451 Здесь привычный для исследователя-эмпирика способ мышления и самовыражения становится препятствием к взаимодействию с теологами. Богослов, трактуя Евангелия догматически, или их «демифологизируя», не желает ничего слышать о «мифе», поскольку ему кажется, будто это понятие обесценивает религиозные суждения, в высочайшую истинность которых он верит. Что касается эмпирика, приверженного естественно-научному подходу, то он не связывает с понятием «миф» никаких ценностных представлений. Для него миф означает высказывание о процессах бессознательного, и то же самое отношение он распространяет на религиозное высказывание. Эмпирик лишен возможности установить, является это высказывание более «истинным», чем мифологема, или нет, потому что он усматривает между ними единственное различие — различие в степени жизненности. Так называемое религиозное высказывание остается нуминозным, тогда как миф уже в значительной мере утратил данное качество. Эмпирик знает, что многие обычаи и образы некогда считались «священными», но забылись, а их место заняли новые нуминозные фигуры.

452 Теолог может возразить эмпирику, что человек все-таки обладает средствами обнаружения истины, но просто не хочет ими пользоваться, — под истиной он будет подразумевать откровение. Эмпирик же смиренно спросит в ответ: о какой из многих истин откровения, собственно, идет речь и где доказательства, что одна истина вернее другой? Ведь у самих христиан, похоже, нет единства по этому поводу. А пока они спорят друг с другом, врачу приходится браться за случаи, не терпящие отлагательств, и он не может ждать, когда наконец будет разрешена многовековая схизма. Он должен срочно употребить для лечения нечто жизненно важное — и потому эффективное.
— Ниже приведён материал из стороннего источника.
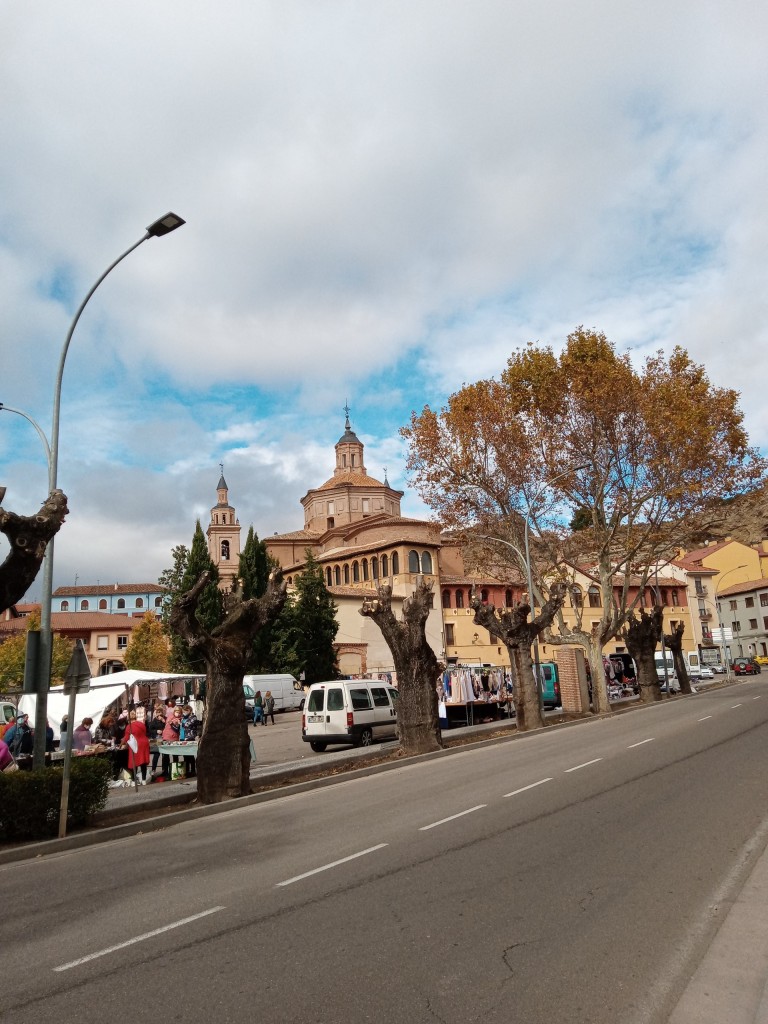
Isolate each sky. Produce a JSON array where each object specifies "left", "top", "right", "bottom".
[{"left": 0, "top": 0, "right": 768, "bottom": 600}]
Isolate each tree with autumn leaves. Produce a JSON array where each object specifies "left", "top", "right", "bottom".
[{"left": 402, "top": 328, "right": 765, "bottom": 712}]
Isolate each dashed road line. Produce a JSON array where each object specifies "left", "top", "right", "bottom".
[
  {"left": 502, "top": 778, "right": 552, "bottom": 800},
  {"left": 419, "top": 804, "right": 488, "bottom": 831},
  {"left": 53, "top": 906, "right": 224, "bottom": 971},
  {"left": 564, "top": 758, "right": 602, "bottom": 775},
  {"left": 275, "top": 843, "right": 389, "bottom": 887}
]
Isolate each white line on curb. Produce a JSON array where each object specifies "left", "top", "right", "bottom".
[{"left": 53, "top": 906, "right": 224, "bottom": 971}]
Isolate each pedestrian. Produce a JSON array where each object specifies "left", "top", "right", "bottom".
[
  {"left": 253, "top": 690, "right": 264, "bottom": 725},
  {"left": 72, "top": 718, "right": 93, "bottom": 751},
  {"left": 264, "top": 690, "right": 274, "bottom": 725},
  {"left": 123, "top": 711, "right": 150, "bottom": 785}
]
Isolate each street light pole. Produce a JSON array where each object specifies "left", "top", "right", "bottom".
[
  {"left": 33, "top": 213, "right": 184, "bottom": 768},
  {"left": 715, "top": 565, "right": 746, "bottom": 676}
]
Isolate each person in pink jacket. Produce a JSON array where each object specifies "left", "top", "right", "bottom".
[{"left": 123, "top": 711, "right": 150, "bottom": 785}]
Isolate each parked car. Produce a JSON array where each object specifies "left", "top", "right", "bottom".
[
  {"left": 301, "top": 679, "right": 397, "bottom": 752},
  {"left": 733, "top": 657, "right": 760, "bottom": 676}
]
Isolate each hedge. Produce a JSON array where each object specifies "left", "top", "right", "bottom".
[{"left": 0, "top": 757, "right": 112, "bottom": 842}]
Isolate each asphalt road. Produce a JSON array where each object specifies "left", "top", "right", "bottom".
[{"left": 0, "top": 678, "right": 768, "bottom": 1024}]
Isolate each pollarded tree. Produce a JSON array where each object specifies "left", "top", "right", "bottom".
[
  {"left": 0, "top": 490, "right": 70, "bottom": 611},
  {"left": 171, "top": 571, "right": 286, "bottom": 804},
  {"left": 402, "top": 328, "right": 765, "bottom": 712},
  {"left": 360, "top": 577, "right": 442, "bottom": 755},
  {"left": 125, "top": 611, "right": 170, "bottom": 672}
]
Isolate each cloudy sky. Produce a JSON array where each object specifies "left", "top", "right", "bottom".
[{"left": 0, "top": 0, "right": 768, "bottom": 598}]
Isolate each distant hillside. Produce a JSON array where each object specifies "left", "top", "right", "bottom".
[{"left": 697, "top": 485, "right": 768, "bottom": 545}]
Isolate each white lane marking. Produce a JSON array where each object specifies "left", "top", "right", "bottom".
[
  {"left": 275, "top": 843, "right": 389, "bottom": 886},
  {"left": 565, "top": 758, "right": 602, "bottom": 775},
  {"left": 502, "top": 778, "right": 552, "bottom": 800},
  {"left": 419, "top": 804, "right": 488, "bottom": 831},
  {"left": 53, "top": 906, "right": 224, "bottom": 971}
]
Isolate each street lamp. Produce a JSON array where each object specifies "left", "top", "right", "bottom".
[
  {"left": 715, "top": 565, "right": 746, "bottom": 676},
  {"left": 28, "top": 213, "right": 185, "bottom": 768}
]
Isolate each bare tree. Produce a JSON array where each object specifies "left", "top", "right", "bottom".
[
  {"left": 0, "top": 490, "right": 70, "bottom": 611},
  {"left": 360, "top": 579, "right": 442, "bottom": 754},
  {"left": 170, "top": 569, "right": 286, "bottom": 804}
]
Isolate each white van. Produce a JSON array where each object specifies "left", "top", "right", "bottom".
[
  {"left": 301, "top": 679, "right": 397, "bottom": 752},
  {"left": 243, "top": 674, "right": 304, "bottom": 718}
]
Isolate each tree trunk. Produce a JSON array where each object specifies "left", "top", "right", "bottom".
[
  {"left": 170, "top": 570, "right": 286, "bottom": 804},
  {"left": 622, "top": 605, "right": 663, "bottom": 703},
  {"left": 470, "top": 583, "right": 565, "bottom": 732},
  {"left": 664, "top": 623, "right": 693, "bottom": 693},
  {"left": 0, "top": 490, "right": 70, "bottom": 612},
  {"left": 360, "top": 580, "right": 442, "bottom": 755}
]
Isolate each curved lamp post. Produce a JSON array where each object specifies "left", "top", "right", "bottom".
[
  {"left": 715, "top": 565, "right": 746, "bottom": 676},
  {"left": 29, "top": 213, "right": 185, "bottom": 768}
]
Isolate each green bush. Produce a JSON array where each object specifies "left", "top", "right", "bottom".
[{"left": 0, "top": 757, "right": 112, "bottom": 842}]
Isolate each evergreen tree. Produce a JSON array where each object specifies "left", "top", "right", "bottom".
[
  {"left": 160, "top": 519, "right": 223, "bottom": 673},
  {"left": 125, "top": 611, "right": 170, "bottom": 672},
  {"left": 272, "top": 549, "right": 339, "bottom": 685}
]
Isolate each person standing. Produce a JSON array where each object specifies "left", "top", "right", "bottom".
[
  {"left": 264, "top": 690, "right": 274, "bottom": 725},
  {"left": 123, "top": 711, "right": 150, "bottom": 785}
]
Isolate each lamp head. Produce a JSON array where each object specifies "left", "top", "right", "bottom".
[{"left": 146, "top": 213, "right": 186, "bottom": 239}]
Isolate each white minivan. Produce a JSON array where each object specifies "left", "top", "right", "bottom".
[{"left": 301, "top": 679, "right": 397, "bottom": 752}]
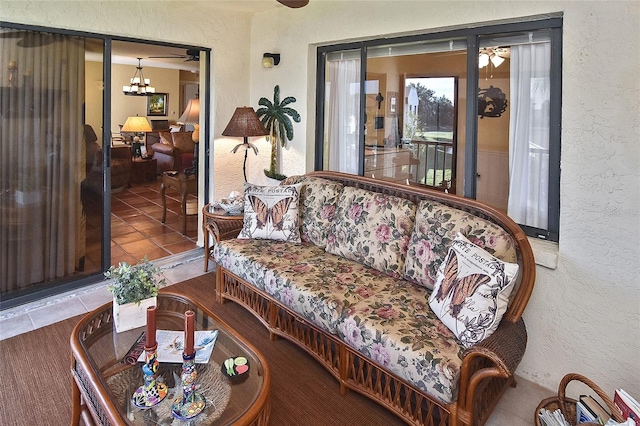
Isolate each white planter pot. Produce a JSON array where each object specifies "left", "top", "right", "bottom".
[{"left": 113, "top": 297, "right": 158, "bottom": 333}]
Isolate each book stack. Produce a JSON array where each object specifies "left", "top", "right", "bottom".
[{"left": 613, "top": 389, "right": 640, "bottom": 426}]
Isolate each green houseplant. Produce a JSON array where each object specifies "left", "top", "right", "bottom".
[
  {"left": 256, "top": 85, "right": 300, "bottom": 180},
  {"left": 104, "top": 256, "right": 166, "bottom": 332}
]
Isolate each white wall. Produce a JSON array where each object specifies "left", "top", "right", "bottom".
[
  {"left": 0, "top": 0, "right": 252, "bottom": 244},
  {"left": 5, "top": 0, "right": 640, "bottom": 397},
  {"left": 246, "top": 0, "right": 640, "bottom": 398}
]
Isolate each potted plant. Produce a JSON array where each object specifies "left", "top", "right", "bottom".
[
  {"left": 104, "top": 256, "right": 166, "bottom": 333},
  {"left": 256, "top": 85, "right": 300, "bottom": 180}
]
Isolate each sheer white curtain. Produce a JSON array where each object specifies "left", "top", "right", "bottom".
[
  {"left": 507, "top": 42, "right": 551, "bottom": 229},
  {"left": 0, "top": 31, "right": 85, "bottom": 294},
  {"left": 325, "top": 59, "right": 360, "bottom": 174}
]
Само собой разумеется, что он не может предписать пациенту следовать какой-либо абстрактной системе, якобы важной для поддержания жизни. Скорее, он, посредством тщательного и всестороннего обследования, должен постараться установить, что именно беспокоит больного и что именно способно полностью его вернуть к здоровой жизни. Действовать необходимо вне зависимости от того, стоит ли печать официального признания на так называемой истине. Если пациент сумеет вновь обрести себя и снова встать на ноги, то вопрос о примирении индивидуального осознания (этот новый взгляд на предметы и событие, возвращающий человека к жизни, можно назвать как угодно) с коллективно разделяемыми воззрениями и убеждениями становится чрезвычайно важным. Сугубо индивидуальное отделяет человека от других, и больной никогда не излечится, оставаясь законченным индивидуалистом. Он будет невротически чураться своего социального окружения и отчуждаться от него. Даже персоналистская психология влечений Фрейда ощущала необходимость — по крайней мере, негативную — признавать общезначимые истины, извечные representations collectives (коллективные представления) человеческого общества. Научный материализм нисколько не является частным делом философии или религии, это нечто общественно важное, о чем вполне можно догадаться хотя бы задним числом. Поэтому при рассмотрении необычайной значимости так называемых общепринятых истин насущно учитывать расхождения между индивидуальным осознанием и убеждениями, укоренившимися в обществе. Больной человек должен поддерживать отношения со своим социальным окружением способом, присущим лично ему, но к числу столь же насущных задач принадлежит и сравнение понятий, выработанных в ходе исследований бессознательного, с общезначимыми истинами, а также установление отношений между ними.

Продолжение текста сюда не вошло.